Solution 1 will not return an outer NULL irrespective of whether an inner NULL is present or not.

Solution 2 will return an outer NULL irrespective of whether an inner NULL is present or not.

If you wish to handle NULLs like you handle non-NULL values, i.e., return the NULL if present in Customers but not in Orders, and don’t return it if present in both, you need to change the solution’s logic to use a distinctness-based comparison instead of an equality-based comparison. This can be achieved by combining the EXISTS predicate and the EXCEPT set operator, like so (call this Solution 3/Query 6):

SELECT C.custid, C.companyname
FROM dbo.Customers AS C
WHERE EXISTS (SELECT C.custid EXCEPT SELECT O.custid FROM dbo.Orders AS O);

Since currently there are NULLs in both Customers and Orders, this query correctly doesn’t return the NULL. Here’s the query output:

custid  companyname
------- ------------
17      Cust 17
59      Cust 59

(2 rows affected)

Run the following code to remove the row with the NULL from the Orders table and rerun Solution 3:

DELETE FROM dbo.Orders WHERE custid IS NULL;

SELECT C.custid, C.companyname
FROM dbo.Customers AS C
WHERE EXISTS (SELECT C.custid EXCEPT SELECT O.custid FROM dbo.Orders AS O);

This time, since a NULL is present in Customers but not in Orders, the result includes the NULL:

custid  companyname
------- ------------
NULL    Cust NULL
17      Cust 17
59      Cust 59

(3 rows affected)

The plan for this solution is shown in Figure 6:

Figure 6: Plan for Query 6 (Solution 3)

Per customer, the plan uses a Constant Scan operator to create a row with the current customer, and applies a single seek in the index idx_custid on Orders to check whether the customer exists in Orders.
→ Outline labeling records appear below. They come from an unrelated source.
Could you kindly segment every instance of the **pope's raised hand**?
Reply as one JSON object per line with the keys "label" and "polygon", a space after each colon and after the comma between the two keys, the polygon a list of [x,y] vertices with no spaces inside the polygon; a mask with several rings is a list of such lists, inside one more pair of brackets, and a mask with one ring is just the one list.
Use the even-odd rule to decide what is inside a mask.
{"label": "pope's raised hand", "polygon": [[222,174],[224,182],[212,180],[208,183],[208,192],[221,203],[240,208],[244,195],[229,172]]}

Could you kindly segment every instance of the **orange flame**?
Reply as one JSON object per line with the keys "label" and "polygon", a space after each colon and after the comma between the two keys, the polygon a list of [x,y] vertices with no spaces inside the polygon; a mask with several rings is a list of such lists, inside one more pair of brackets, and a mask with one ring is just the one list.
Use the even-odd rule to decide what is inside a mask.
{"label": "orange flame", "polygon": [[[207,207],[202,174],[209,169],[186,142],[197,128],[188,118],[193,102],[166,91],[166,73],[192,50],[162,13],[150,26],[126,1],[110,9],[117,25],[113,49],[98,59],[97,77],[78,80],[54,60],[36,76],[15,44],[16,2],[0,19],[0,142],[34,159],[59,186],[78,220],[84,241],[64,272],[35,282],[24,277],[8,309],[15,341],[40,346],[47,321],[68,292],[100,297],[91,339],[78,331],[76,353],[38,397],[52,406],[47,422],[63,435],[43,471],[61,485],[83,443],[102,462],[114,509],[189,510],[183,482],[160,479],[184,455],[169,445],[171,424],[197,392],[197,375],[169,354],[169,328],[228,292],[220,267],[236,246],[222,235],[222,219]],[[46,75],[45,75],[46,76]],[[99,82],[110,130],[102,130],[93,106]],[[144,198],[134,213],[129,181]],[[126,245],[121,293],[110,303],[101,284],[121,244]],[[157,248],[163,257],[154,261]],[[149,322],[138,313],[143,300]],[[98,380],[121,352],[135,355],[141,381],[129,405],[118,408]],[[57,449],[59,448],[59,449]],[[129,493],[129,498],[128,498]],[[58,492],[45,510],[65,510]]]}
You end up with one seek per customer. Since we currently have 101 customers in the table, we get 101 seeks.

Here are the I/O stats for this query:

Table 'Orders'. Scan count 101, logical reads 415

Conclusion

This month I covered subquery-related bugs, pitfalls and best practices. I covered substitution errors and three-valued logic troubles. Remember to use consistent column names across tables, and to always table qualify columns in subqueries, even when they are self-contained ones. Also remember to enforce a NOT NULL constraint when the column isn’t supposed to allow NULLs, and to always take NULLs into account when they are possible in your data. Make sure that you include NULLs in your sample data when they are allowed so that you can more easily catch bugs in your code when testing it. Be careful with the NOT IN predicate when combined with subqueries. If NULLs are possible in the inner query’s result, the NOT EXISTS predicate is usually the preferred alternative.